A horizontal configuration is ideal when you need to minimize turbulence near the work surface or when you need to work with small samples. When the limit of pollution is your priority, horizontal laminar hood is the best choice.
On the other hand, if there is a concern about the safety of the user when touching the sample, it is best to use a vertical laminar flow hood. This can be an important consideration if your work involves powders or produces welding fumes.
Additionally, if you need to place equipment such as a spin coater or UV ozone cleaner inside the hood, the vertical airflow will maintain laminar flow around those devices.
Both vertical and horizontal laminar flow hoods can maintain a clean environment, allowing you to conduct sensitive experiments. However, there are subtle differences between the two types that will determine the right laminar hood configuration for you.

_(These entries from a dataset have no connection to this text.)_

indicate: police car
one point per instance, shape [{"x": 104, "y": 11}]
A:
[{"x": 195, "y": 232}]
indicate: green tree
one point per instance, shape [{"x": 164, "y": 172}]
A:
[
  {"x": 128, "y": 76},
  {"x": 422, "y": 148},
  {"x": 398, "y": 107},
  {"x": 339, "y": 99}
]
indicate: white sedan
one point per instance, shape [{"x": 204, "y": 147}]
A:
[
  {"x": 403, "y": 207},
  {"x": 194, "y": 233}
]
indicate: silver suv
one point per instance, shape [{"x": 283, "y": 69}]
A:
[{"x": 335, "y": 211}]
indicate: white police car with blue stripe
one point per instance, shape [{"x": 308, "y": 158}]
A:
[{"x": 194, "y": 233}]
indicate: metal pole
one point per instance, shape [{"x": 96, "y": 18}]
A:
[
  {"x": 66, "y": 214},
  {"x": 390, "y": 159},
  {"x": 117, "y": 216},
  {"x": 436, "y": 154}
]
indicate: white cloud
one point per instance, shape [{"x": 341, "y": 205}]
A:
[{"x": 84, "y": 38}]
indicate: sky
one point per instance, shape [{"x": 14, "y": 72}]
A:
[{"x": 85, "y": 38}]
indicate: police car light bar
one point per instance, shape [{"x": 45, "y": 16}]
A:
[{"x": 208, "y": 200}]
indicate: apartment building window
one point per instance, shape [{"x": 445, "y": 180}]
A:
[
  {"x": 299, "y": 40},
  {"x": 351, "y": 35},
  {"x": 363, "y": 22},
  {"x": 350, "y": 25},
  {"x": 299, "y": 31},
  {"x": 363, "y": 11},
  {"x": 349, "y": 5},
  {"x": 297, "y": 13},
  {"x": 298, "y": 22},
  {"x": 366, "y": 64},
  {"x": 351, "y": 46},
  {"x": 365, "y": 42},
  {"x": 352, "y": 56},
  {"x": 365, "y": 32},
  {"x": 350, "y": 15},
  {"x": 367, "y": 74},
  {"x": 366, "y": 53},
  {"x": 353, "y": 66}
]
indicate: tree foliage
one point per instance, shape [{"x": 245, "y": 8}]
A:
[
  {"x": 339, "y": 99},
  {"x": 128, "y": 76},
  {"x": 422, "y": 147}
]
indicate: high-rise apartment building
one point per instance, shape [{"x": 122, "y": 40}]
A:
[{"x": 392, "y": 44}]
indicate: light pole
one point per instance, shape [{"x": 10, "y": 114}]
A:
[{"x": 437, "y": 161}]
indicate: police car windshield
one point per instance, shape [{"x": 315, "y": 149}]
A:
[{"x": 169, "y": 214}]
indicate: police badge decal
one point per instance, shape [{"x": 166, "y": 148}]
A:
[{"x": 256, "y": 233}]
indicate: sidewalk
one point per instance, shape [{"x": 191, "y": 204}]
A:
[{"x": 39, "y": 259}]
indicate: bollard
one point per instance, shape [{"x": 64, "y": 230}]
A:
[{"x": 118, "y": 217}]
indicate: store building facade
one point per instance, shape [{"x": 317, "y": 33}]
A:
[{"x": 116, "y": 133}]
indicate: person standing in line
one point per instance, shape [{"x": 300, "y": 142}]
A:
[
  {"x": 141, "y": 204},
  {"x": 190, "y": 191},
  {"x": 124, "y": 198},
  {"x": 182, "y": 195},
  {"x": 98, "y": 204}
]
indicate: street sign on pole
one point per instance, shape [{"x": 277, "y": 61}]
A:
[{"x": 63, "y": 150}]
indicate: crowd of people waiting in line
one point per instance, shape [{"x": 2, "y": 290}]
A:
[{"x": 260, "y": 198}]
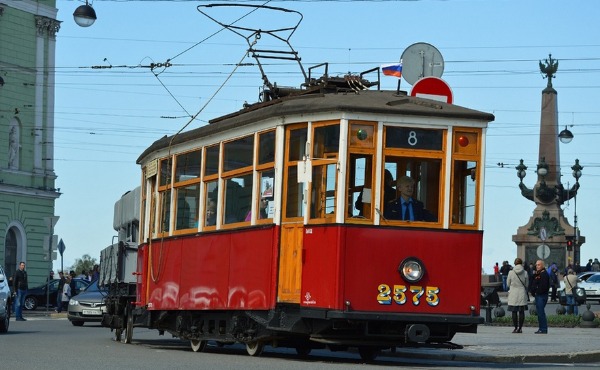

More other considerations?
Some final considerations involving vertical and horizontal laminar flow hoods:
1) In the presence of a biological hazard, neither vertical nor horizontal laminar flow hoods are applicable. In applications requiring biosafety level (BSL) 2 or 3 protection, only approved containment systems, such as Class II, Type A2 biological safety cabinets, should be used.
2) Whichever laminar flow hood design you choose, make sure to run it for at least 15 minutes before starting critical operations to remove particles from the housing.
3) Every time you clean the cabinet, remember the sweeping direction from clean to dirty. Start at the surface of the filter and move downstream along the airflow to wipe the surface in a smooth, linear motion. Perform "dirty" operations as far away from the filter as possible, such as unpacking a sample.